Steelers News

John Mitchell Remains A Presence In New Role During Steelers’ Practices

Just as I suspected, Pittsburgh Steelers Assistant Head Coach John Mitchell will not go quietly into that corner office. In spite of the fact that 66-year-old had ‘Defensive Line Coach’ dropped from his dual title this offseason, transitioning to the aforementioned role, Joe Rutter confirmed that he remains on the perimeter of practice as an interested observer.

That’s not to say that he is on the field getting his hands in the dirt and showing rookies how to hit  the blocking sleds, but he does watch, and he converses with the other coaches, and I’m sure they’re not talking about how to make your own potpourri. They’re talking about what they’re seeing. He’s still a voice that gets heard on football matters.

You know you could always hear Coach Mitch”, Stephon Tuitt told Rutter for the Pittsburgh Tribune-Review during this week’s OTA practices in comparing Mitchell’s booming coaching voice to that of his new position coach. While he’s not audible, I noticed him actively watching practice and talking to the coaches during rookie minicamp from videos on the team’s website. That’s him over Marcus Allen‘s right shoulder standing near Keith Butler in the header image.

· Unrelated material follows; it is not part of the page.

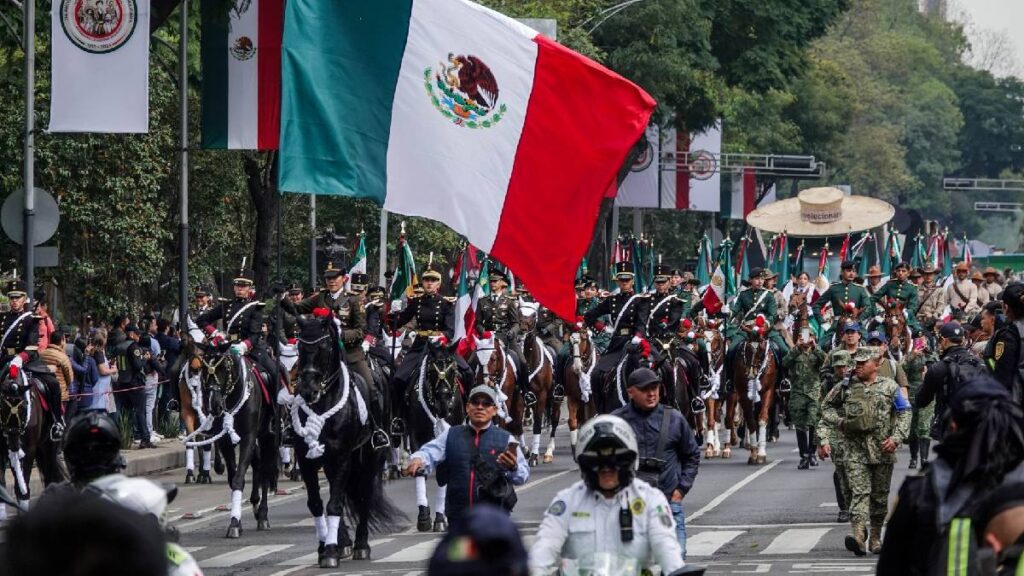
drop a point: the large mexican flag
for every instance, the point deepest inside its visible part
(448, 110)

Mitchell was hired by the Steelers to coach their defensive linemen in 1994 and is the longest-tenured coach on the team by a comfortable margin. He coached the linemen from 1994 through the 2017 season, but the team hired Karl Dunbar to handle those duties for the 2018 season and beyond.

Dunbar is, in fact, a player that Mitchell personally coached while he was at LSU. He even ended up being drafted by the Steelers in 1990, though Mitchell was still at LSU at the time. He would break into the NFL a year later with the Cleveland Browns.

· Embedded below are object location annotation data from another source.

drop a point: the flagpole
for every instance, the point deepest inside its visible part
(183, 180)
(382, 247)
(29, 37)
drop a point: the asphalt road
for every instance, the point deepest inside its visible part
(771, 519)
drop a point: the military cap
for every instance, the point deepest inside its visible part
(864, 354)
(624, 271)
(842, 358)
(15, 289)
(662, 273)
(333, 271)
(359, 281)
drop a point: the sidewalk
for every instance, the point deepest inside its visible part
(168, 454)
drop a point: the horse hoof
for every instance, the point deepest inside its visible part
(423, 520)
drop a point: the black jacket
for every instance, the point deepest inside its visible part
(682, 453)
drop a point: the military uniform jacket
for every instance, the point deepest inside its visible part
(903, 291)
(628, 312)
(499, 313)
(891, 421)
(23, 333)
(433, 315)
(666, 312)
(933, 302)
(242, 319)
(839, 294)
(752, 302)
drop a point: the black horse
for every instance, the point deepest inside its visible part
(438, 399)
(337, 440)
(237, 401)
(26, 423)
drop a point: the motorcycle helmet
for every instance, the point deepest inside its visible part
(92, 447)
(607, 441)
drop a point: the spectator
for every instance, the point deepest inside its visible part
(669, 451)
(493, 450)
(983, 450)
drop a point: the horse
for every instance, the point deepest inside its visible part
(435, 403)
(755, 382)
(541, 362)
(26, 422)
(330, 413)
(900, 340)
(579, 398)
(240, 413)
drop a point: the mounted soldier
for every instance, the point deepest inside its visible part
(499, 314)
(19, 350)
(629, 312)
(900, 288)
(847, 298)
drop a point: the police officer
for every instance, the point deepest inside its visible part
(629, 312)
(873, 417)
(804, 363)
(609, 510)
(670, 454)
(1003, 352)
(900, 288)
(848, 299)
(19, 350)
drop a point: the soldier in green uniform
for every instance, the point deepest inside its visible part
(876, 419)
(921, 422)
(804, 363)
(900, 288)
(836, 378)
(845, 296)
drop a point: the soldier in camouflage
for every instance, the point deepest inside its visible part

This is not to take anything away from Dunbar, to be sure. I have no doubt that Mitchell will not be stepping on his successor’s toes. But I believed all along that he would be keeping himself active in some form or fashion in the on-field work, even if it is now as a spectator offering the occasional advice instead of the person who has to teach the fundamentals, run the drills, and organize strategies to help individual players improve.

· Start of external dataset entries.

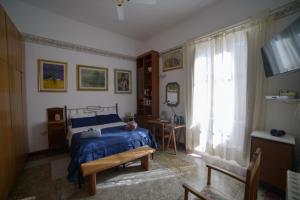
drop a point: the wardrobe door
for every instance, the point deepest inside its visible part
(6, 154)
(3, 43)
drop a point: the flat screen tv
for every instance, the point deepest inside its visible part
(282, 53)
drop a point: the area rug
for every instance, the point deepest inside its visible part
(159, 183)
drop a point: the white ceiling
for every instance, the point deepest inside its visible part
(141, 21)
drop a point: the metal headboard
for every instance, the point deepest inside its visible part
(88, 109)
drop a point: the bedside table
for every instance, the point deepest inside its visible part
(56, 129)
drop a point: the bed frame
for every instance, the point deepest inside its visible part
(88, 109)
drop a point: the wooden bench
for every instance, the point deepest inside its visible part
(92, 168)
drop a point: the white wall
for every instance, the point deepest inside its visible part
(36, 21)
(213, 18)
(226, 13)
(38, 102)
(33, 20)
(282, 115)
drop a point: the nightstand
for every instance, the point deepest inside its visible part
(56, 129)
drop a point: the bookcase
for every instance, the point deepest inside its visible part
(147, 87)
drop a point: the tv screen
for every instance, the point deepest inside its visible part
(282, 53)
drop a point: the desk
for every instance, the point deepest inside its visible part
(277, 156)
(161, 124)
(173, 128)
(167, 125)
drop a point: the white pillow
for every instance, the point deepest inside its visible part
(80, 114)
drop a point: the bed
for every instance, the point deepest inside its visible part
(114, 138)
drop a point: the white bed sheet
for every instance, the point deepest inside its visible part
(72, 131)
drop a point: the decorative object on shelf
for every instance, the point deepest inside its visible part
(147, 87)
(172, 59)
(287, 93)
(90, 78)
(123, 83)
(172, 94)
(277, 133)
(52, 76)
(57, 117)
(128, 117)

He has quite frankly been doing this for too long, and too recently, for me to believe that he’s not going to have anything to say out there on the field watching practice. He still knows how to coach; that’s just not his job anymore.

I’m speculating at this point, but I’m inclined to assume that he and Dunbar do speak about defensive line techniques and strategies, and perhaps most valuable would be his direct first-hand knowledge of the players on the roster, whom, aside from Joshua Frazier, the new coach is just getting to know.

So if Mitchell is still out there on the practice field—though not necessarily directly coaching players—I do wonder how much of a presence he is going to remain throughout the offseason, and even into the season. He is still an assistant head coach, after all.